Building a resilient deployment on Kubernetes-part 1: Minimum Application Downtime

6 min readDec 29, 2020

In this article, I would be discussing one of the Kubernetes features that would help to build a high availability cluster with minimum downtime.

(The summary section is at the bottom of this article if you want to get a quick look at what I discussed throughout the article.)

General Brief on High Availability

In an enterprise-grade deployment, the high availability is a crucial factor to keep the clients who engage with the application satisfied.

The basic idea of the high availability is engaging with an application successfully at a given time.

How do we make sure the high availability

Having multiple healthy instances (2 or more) of an application in the environment to handle the requests.
Identify application instances are healthy and replace it unhealthy instance identified.
Do not allow traffic if the instances are not healthy/ready.
Open a new instance to the consumption only when it is ready.

High Availability on Kubernetes

High availability in Kubernetes means, having multiple replicas of a certain pod and make sure that the traffic is not forwarded to an unhealthy pod. Kubernetes provides a few options to achieve high availability.

1. Replicas: Maintain multiple instances of the same pod(application)

To keep a high available cluster, you need to have a minimum of 2 pods of the application running in the cluster.

You can achieve this using the replicaSet, deployment or statefulSet in Kubernetes.

ReplicaSet ensures that defined numbers of pods are running on the cluster at a given time. You can define the number of replicas you want to run on the cluster with the replicasparameter in ReplicaSet definition.
If you are creating a Kubernetes deployment resource you can define the replicas property in the respective definition and it will create the replicaSet automatically.
If you using Kubernetes StatefulSet resource, you can still define the number of replicas you desire using the replicas property. However, note that StatefulSet does not create a replicaSet.

You have to define the replicas property as shown in the following code snippet under either of the aforementioned Kubernetes resource definition’s spec section.

apiVersion: <api version of the resource>
kind: < ReplicaSet | StatefulSet | Deployment>
metadata:
  name: ha-app
spec:
  replicas: 2

2. Liveness, Readiness and Startup Probes: To ensure healthy pods and replace unhealthy pods.

The purpose of these probes is to ensure that the desired pods(the container(s) inside the pods) are in healthy status always. Using these probes, the kubelet can detect unhealthy pods and restart them or to not allow traffic until the pods are healthy and ready.

LivenessProbe

Check if the containers functioning properly according to the given liveness probe. If the liveness probe fails, the kubelet will restart the pod.

ReadinessProbe

Readiness probe helps to determine if a pod is ready to accept the traffic. A container(s) in a pod might need some dependent applications, files, containers etc to function properly. Once the configured readiness probe conditions satisfied in a pod for all of its containers, the pod will be considered to server the traffic.

StartupProbe

Startup probe ensures that the container is started properly. If a containerized application takes time to spin up, configuring startup probe will ensure to allow the traffic into it. Once you configure startup probe, the other probes will be ignored until the startup probe passes. If it fails, the pod will be restarted. This is useful for slow starting containers as the other probes interference is ignored, hence the kubelet would not restart the pod based on the liveness probe.

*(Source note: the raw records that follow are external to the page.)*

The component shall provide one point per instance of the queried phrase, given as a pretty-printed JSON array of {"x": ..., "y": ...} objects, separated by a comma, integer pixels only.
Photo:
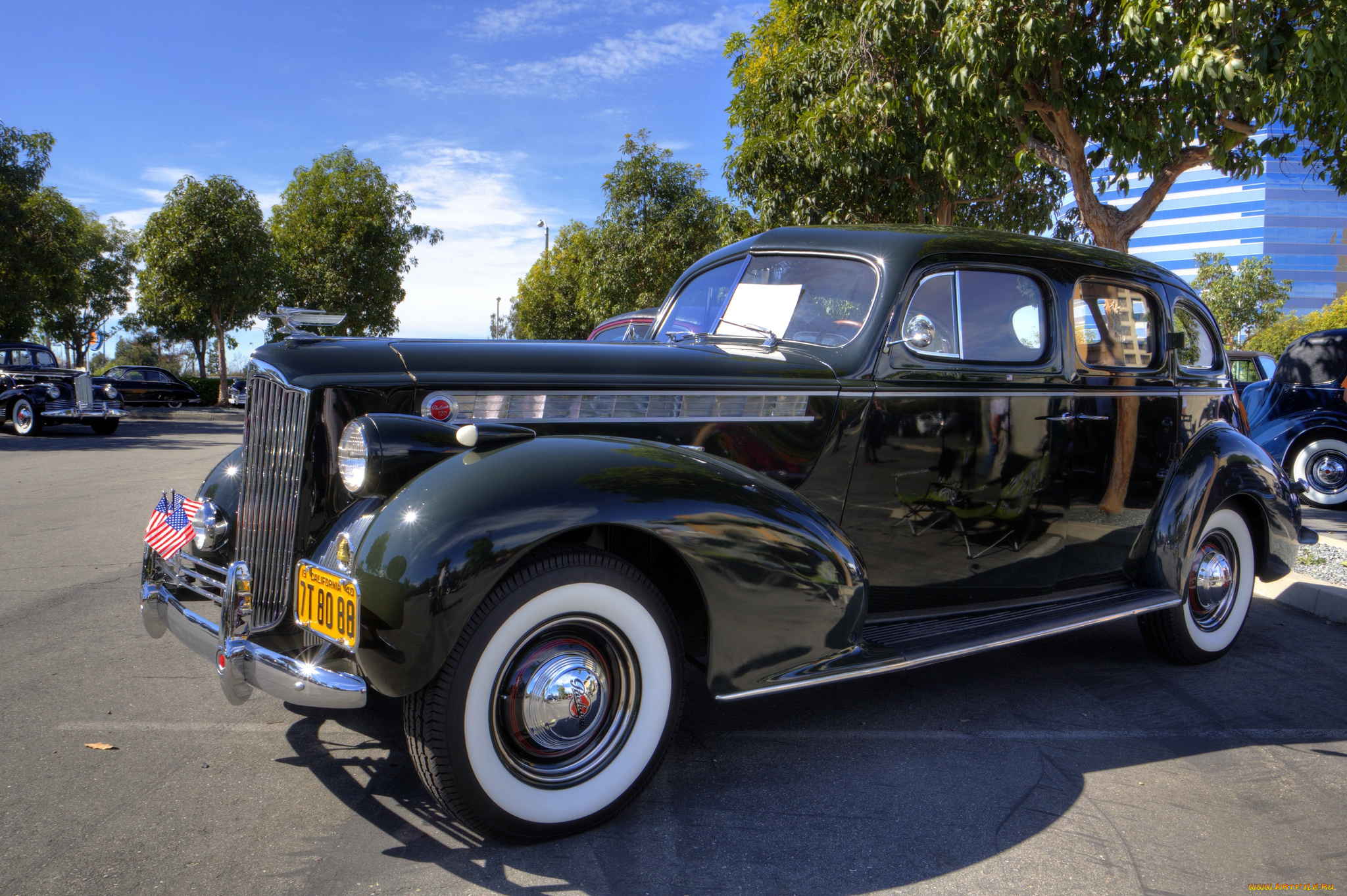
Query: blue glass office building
[{"x": 1286, "y": 214}]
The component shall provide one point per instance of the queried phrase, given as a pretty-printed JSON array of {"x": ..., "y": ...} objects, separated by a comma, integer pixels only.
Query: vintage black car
[
  {"x": 37, "y": 392},
  {"x": 839, "y": 454},
  {"x": 153, "y": 387},
  {"x": 1300, "y": 419}
]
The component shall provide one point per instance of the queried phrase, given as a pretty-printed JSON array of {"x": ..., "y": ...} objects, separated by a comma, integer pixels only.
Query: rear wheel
[
  {"x": 1323, "y": 466},
  {"x": 24, "y": 416},
  {"x": 1217, "y": 595},
  {"x": 556, "y": 705}
]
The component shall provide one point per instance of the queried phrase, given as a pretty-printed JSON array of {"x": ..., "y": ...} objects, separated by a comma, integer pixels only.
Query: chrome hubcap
[
  {"x": 1214, "y": 582},
  {"x": 565, "y": 701},
  {"x": 1329, "y": 471}
]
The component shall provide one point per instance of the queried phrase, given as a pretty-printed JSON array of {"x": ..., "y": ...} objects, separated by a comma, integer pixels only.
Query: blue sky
[{"x": 493, "y": 114}]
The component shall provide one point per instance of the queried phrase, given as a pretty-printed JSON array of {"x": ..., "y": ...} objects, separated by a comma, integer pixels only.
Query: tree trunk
[{"x": 217, "y": 319}]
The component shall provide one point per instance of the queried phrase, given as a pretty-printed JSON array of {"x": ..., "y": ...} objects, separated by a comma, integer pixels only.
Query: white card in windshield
[{"x": 760, "y": 304}]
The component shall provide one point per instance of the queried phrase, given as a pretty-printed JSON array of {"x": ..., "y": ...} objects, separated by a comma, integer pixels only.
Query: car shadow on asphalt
[{"x": 885, "y": 782}]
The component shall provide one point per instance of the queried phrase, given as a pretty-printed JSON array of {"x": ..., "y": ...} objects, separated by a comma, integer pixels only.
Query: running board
[{"x": 893, "y": 646}]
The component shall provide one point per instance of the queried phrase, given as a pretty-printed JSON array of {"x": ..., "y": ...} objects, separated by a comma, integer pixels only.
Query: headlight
[{"x": 352, "y": 456}]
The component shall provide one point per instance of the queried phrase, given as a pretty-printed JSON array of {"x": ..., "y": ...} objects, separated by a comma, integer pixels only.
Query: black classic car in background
[
  {"x": 1249, "y": 366},
  {"x": 632, "y": 325},
  {"x": 153, "y": 387},
  {"x": 839, "y": 454},
  {"x": 1300, "y": 419},
  {"x": 36, "y": 392}
]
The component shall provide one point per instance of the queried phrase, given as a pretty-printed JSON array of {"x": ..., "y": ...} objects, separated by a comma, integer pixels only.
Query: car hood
[{"x": 507, "y": 364}]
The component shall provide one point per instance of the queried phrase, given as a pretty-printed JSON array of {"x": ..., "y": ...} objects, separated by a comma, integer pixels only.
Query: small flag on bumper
[{"x": 170, "y": 525}]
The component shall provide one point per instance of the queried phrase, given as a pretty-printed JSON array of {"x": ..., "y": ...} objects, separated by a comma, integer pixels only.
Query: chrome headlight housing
[{"x": 353, "y": 456}]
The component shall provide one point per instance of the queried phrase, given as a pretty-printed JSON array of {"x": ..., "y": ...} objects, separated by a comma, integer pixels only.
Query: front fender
[
  {"x": 1219, "y": 465},
  {"x": 781, "y": 584}
]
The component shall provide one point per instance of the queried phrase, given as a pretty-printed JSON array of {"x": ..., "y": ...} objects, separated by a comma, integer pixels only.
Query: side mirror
[{"x": 919, "y": 333}]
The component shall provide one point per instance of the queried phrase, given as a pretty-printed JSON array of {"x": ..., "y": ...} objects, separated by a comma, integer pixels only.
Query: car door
[
  {"x": 1125, "y": 421},
  {"x": 958, "y": 483}
]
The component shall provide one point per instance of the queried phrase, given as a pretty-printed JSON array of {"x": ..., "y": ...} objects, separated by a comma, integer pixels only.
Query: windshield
[{"x": 822, "y": 302}]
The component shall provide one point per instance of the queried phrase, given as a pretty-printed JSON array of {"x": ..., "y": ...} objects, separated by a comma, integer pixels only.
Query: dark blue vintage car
[
  {"x": 837, "y": 454},
  {"x": 1299, "y": 416}
]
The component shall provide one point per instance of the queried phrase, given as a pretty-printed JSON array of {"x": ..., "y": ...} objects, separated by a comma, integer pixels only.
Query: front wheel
[
  {"x": 1217, "y": 594},
  {"x": 556, "y": 705},
  {"x": 26, "y": 420},
  {"x": 1323, "y": 466}
]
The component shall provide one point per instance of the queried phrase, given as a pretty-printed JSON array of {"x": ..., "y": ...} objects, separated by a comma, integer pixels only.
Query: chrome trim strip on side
[
  {"x": 278, "y": 674},
  {"x": 902, "y": 662},
  {"x": 646, "y": 407}
]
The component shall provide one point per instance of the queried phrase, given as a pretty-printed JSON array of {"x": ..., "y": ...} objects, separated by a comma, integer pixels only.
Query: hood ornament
[{"x": 291, "y": 318}]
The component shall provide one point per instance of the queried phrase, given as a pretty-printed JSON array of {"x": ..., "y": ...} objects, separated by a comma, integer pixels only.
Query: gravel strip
[{"x": 1323, "y": 561}]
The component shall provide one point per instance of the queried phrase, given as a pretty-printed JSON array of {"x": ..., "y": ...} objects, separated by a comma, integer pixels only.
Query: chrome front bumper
[
  {"x": 241, "y": 663},
  {"x": 97, "y": 410}
]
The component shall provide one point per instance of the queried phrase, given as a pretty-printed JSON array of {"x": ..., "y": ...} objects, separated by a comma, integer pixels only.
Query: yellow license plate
[{"x": 328, "y": 604}]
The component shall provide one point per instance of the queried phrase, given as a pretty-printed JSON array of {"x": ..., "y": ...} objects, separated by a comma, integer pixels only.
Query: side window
[
  {"x": 933, "y": 311},
  {"x": 978, "y": 315},
  {"x": 1113, "y": 326},
  {"x": 1199, "y": 350},
  {"x": 1244, "y": 370}
]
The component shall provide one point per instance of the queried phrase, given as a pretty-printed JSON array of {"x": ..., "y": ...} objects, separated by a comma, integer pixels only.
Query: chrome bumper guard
[{"x": 241, "y": 663}]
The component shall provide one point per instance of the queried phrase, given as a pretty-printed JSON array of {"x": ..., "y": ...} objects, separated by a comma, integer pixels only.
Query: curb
[{"x": 1307, "y": 594}]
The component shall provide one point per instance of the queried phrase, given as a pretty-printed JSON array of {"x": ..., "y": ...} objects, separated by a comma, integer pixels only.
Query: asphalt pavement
[{"x": 1075, "y": 765}]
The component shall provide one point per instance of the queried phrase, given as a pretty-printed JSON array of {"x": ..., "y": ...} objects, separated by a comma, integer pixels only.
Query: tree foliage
[
  {"x": 1137, "y": 88},
  {"x": 345, "y": 237},
  {"x": 207, "y": 253},
  {"x": 23, "y": 163},
  {"x": 658, "y": 220},
  {"x": 1242, "y": 299},
  {"x": 833, "y": 130}
]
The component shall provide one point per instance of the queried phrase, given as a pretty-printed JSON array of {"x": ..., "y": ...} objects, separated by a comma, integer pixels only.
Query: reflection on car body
[{"x": 837, "y": 454}]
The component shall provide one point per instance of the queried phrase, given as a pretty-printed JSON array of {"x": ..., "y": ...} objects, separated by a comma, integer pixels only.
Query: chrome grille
[{"x": 268, "y": 502}]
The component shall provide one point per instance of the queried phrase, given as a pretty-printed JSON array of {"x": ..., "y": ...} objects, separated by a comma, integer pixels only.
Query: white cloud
[
  {"x": 608, "y": 60},
  {"x": 489, "y": 237}
]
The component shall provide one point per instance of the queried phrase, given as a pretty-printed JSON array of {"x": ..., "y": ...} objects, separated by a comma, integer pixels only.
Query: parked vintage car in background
[
  {"x": 153, "y": 387},
  {"x": 838, "y": 454},
  {"x": 239, "y": 393},
  {"x": 1249, "y": 366},
  {"x": 36, "y": 392},
  {"x": 1300, "y": 419},
  {"x": 633, "y": 325}
]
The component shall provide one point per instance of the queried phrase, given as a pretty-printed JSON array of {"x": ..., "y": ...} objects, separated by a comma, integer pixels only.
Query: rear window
[{"x": 810, "y": 299}]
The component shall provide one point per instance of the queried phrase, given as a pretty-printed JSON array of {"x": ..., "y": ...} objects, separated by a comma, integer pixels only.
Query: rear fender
[
  {"x": 780, "y": 582},
  {"x": 1221, "y": 465}
]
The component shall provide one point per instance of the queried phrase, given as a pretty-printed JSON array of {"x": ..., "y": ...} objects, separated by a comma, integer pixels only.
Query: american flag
[{"x": 170, "y": 525}]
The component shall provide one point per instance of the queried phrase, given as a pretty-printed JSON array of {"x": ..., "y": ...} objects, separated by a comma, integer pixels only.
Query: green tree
[
  {"x": 1139, "y": 88},
  {"x": 658, "y": 220},
  {"x": 1242, "y": 299},
  {"x": 208, "y": 252},
  {"x": 345, "y": 237},
  {"x": 23, "y": 163},
  {"x": 831, "y": 130}
]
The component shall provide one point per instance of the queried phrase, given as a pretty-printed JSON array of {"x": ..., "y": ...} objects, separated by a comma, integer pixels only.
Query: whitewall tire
[
  {"x": 556, "y": 705},
  {"x": 1217, "y": 594},
  {"x": 1323, "y": 466}
]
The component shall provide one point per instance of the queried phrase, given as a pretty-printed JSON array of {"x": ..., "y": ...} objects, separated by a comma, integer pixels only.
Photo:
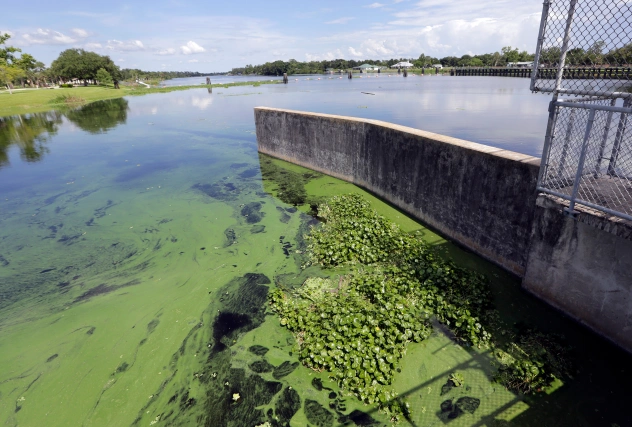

Configuring these probes ensures that the pods are not considered to be serving traffic unless they are ready. Hence the client would not be exposed to faulty apps. Further, in an event of failure, the pod itself get recovered as it has the capability to detect the unhealthy pods.

Configuring Probes

The configuration of each probe is similar and it can be done using 3 approaches as mentioned below. These probes are configured at the containers level for each container in the pod definition.

Using a command

This is used if you need to execute a command to check the health status of your application. If the executing command is successful, it would consider the container to be healthy.

Using an HTTP request

This is done by performing an HTTP GET on an endpoint of the application. If the application has an HTTP GET endpoint (most probably this is a health check endpoint), then you can configure that endpoint to check the health status. If you get a successful response, then it would be considered as healthy.

Using a TCP port

This is used to establish a TCP socket to the configured container. If establishing the connection is successful, the container is considered healthy.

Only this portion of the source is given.